Sourav Ganguly, struggling in the heat and humidity on the Eden Gardens pitch on Wednesday, may not see the monsoon arrive in Calcutta before he leaves to play County cricket.
For, the Met office said on Wednesday that there was little respite in sight for sauna city in the next few days. Sourav leaves town on Friday to turn out for Northamptonshire.
'The monsoon current over Gangetic West Bengal is extremely weak and this phase is likely to continue for the next few days,' said G.C. Debnath, director of the weather section at the Regional Meteorological Centre at Alipore.
But that does not necessarily mean a dry spell till the monsoon finally arrives.
'There is heavy incursion of moisture from the Bay of Bengal because of a favourable wind pattern. So, there are chances of isolated and localised thundershowers in Gangetic West Bengal, including Calcutta, during the next 24 hours. But this will not be monsoon rain,' explained Debnath.
Met officials said the last time the sweltering city received any significant rain was on the night of June 8.
'The low-pressure trough over Gangetic West Bengal, that had helped drag the monsoon to south Bengal from north Bengal on June 6, gradually moved northwards. This movement of the low-pressure trough away from Calcutta and the south Bengal districts weakened the monsoon current over the region leading to the present dry spell,' said an official.
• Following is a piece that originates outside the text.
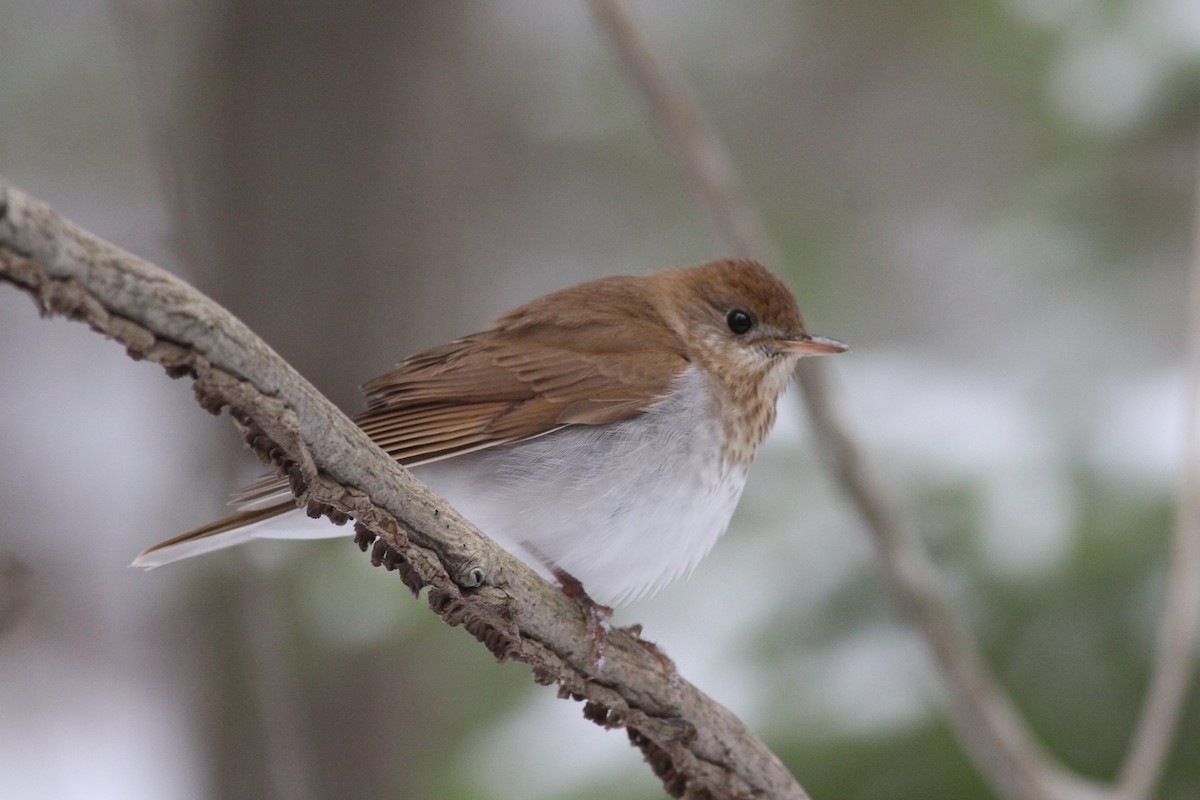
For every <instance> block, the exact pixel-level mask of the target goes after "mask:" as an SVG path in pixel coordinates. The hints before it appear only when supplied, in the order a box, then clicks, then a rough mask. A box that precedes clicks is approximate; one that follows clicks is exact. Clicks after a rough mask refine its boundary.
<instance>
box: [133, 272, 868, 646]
mask: <svg viewBox="0 0 1200 800" xmlns="http://www.w3.org/2000/svg"><path fill="white" fill-rule="evenodd" d="M847 349H848V348H847V347H846V345H845V344H842V343H840V342H838V341H834V339H830V338H826V337H821V336H811V335H809V333H808V332H806V331H805V329H804V324H803V320H802V317H800V312H799V308H798V306H797V302H796V297H794V296H793V294H792V293H791V290H788V288H787V287H786V284H785V283H784V282H782V281H781V279H780V278H779V277H778V276H775V275H774V273H773V272H770V271H769V270H768V269H766V267H764V266H762V265H761V264H760V263H757V261H754V260H748V259H721V260H714V261H709V263H706V264H701V265H697V266H682V267H679V266H677V267H668V269H664V270H659V271H655V272H650V273H647V275H644V276H611V277H605V278H599V279H594V281H588V282H584V283H581V284H577V285H574V287H570V288H565V289H560V290H558V291H554V293H552V294H547V295H545V296H542V297H539V299H536V300H533V301H530V302H528V303H526V305H523V306H520V307H517V308H515V309H514V311H511V312H509V313H506V314H504V315H503V317H500V318H499V319H497V320H496V321H494V323H493V324H492V325H491V326H488V327H486V329H485V330H482V331H480V332H476V333H472V335H469V336H464V337H462V338H457V339H454V341H452V342H449V343H446V344H443V345H440V347H434V348H432V349H430V350H425V351H422V353H418V354H416V355H413V356H409V357H408V359H407V360H404V361H403V362H402V363H401V365H400V366H398V367H397V368H396V369H394V371H391V372H388V373H385V374H383V375H380V377H378V378H374V379H373V380H370V381H368V383H366V384H364V386H362V390H364V392H365V396H366V409H365V410H364V411H362V413H361V414H359V415H358V416H356V417H355V422H356V423H358V425H359V427H361V428H362V431H365V432H366V433H367V434H368V435H370V437H371V439H372V440H373V441H374V443H376V444H377V445H378V446H379V447H382V449H383V450H384V451H385V452H386V453H388V455H389V456H391V457H392V458H395V459H396V461H397V462H400V463H401V464H402V465H404V467H406V468H408V469H410V470H412V471H413V474H414V475H415V476H416V477H418V479H420V480H421V481H424V482H426V483H427V485H430V486H431V487H432V488H433V489H434V491H436V492H437V493H438V494H440V495H442V497H444V498H445V499H446V500H449V503H450V505H452V506H454V507H455V509H456V510H458V511H460V512H461V513H462V515H463V516H466V517H467V519H469V521H472V522H473V523H474V524H475V525H476V527H478V528H479V529H480V530H481V531H482V533H484V534H485V535H487V536H488V537H491V539H493V540H494V541H496V542H497V543H499V545H500V546H502V547H504V548H505V549H508V551H509V552H511V553H512V554H514V555H516V557H517V558H520V559H521V560H523V561H524V563H527V564H528V565H529V566H530V567H533V569H534V570H535V571H538V572H540V573H541V575H542V576H544V577H546V578H547V579H550V581H553V582H557V583H558V584H559V585H560V587H562V589H563V590H564V591H565V593H566V594H568V595H570V596H572V597H575V599H576V600H577V601H580V603H581V604H582V606H583V607H584V614H586V616H588V614H589V613H590V614H592V615H590V616H588V622H589V627H595V626H596V624H598V619H600V620H601V621H602V619H606V618H605V616H604V613H602V612H607V613H610V614H611V608H612V607H617V606H624V604H626V603H630V602H632V601H635V600H637V599H640V597H644V596H647V595H650V594H654V593H656V591H658V590H659V589H661V588H662V587H665V585H666V584H668V583H671V582H673V581H676V579H677V578H679V577H682V576H684V575H686V573H689V572H690V571H691V570H692V569H694V567H695V566H696V565H697V564H698V563H700V560H701V559H702V558H703V557H704V555H706V554H707V553H708V552H709V551H710V549H712V547H713V545H714V543H715V542H716V540H718V539H719V537H720V536H721V535H722V534H724V533H725V530H726V528H727V527H728V523H730V518H731V517H732V515H733V510H734V507H736V506H737V504H738V499H739V498H740V495H742V491H743V487H744V486H745V482H746V474H748V470H749V468H750V464H751V463H752V462H754V459H755V455H756V452H757V450H758V446H760V445H761V444H762V441H763V439H764V438H766V437H767V433H768V432H769V431H770V428H772V426H773V425H774V421H775V411H776V403H778V401H779V397H780V395H781V393H782V392H784V390H785V387H786V386H787V384H788V380H790V378H791V374H792V372H793V368H794V366H796V363H797V362H798V361H799V360H800V359H802V357H805V356H815V355H827V354H834V353H842V351H845V350H847ZM235 501H236V504H239V505H240V506H241V507H240V510H239V511H238V512H235V513H233V515H230V516H228V517H226V518H222V519H218V521H216V522H214V523H210V524H208V525H203V527H200V528H197V529H194V530H191V531H188V533H186V534H182V535H180V536H176V537H174V539H170V540H167V541H166V542H162V543H160V545H155V546H154V547H151V548H149V549H146V551H145V552H144V553H142V554H140V555H139V557H138V558H137V559H136V560H134V563H133V566H142V567H148V569H149V567H156V566H161V565H163V564H168V563H170V561H175V560H179V559H182V558H188V557H191V555H197V554H199V553H206V552H210V551H215V549H220V548H222V547H228V546H232V545H238V543H240V542H244V541H247V540H250V539H256V537H298V539H302V537H313V536H338V535H346V534H344V529H340V528H337V527H335V525H332V524H329V523H328V522H326V521H323V519H310V518H308V517H307V516H306V515H305V513H304V511H301V510H298V509H296V506H295V504H294V501H293V500H292V497H290V493H289V492H288V488H287V485H286V482H284V481H283V480H282V479H278V477H276V476H274V475H272V476H268V477H266V479H263V480H260V481H258V482H257V483H254V485H252V486H250V487H247V488H246V489H244V491H242V492H240V493H238V494H235ZM589 604H590V609H589ZM596 609H601V612H600V616H599V618H598V616H595V613H596Z"/></svg>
After its arrival in a particular region, the monsoon grows weak and strong in cycles. 'At present, we are going through the weak monsoon cycle,' he added.
A low-pressure trough over Gangetic West Bengal with an accompanying upper-air cyclonic circulation (anti-clockwise movement of air) would have helped trigger monsoon activity in the region.
'There is no indication of any such atmospheric system at the moment. Now, it appears that the rest of the week will remain largely dry. Even if there is any rain or thundershower, it will be because of localised formation of rain clouds, and not the monsoon,' said a weatherman.
That the southerly wind from the sea is bringing in loads of moisture is evident from the high humidity levels in the city. 'Maximum humidity in Calcutta is ranging between 97 per cent and 85 per cent,' an official said.
At present, the monsoon current is 'very active' over Assam and other northeastern states.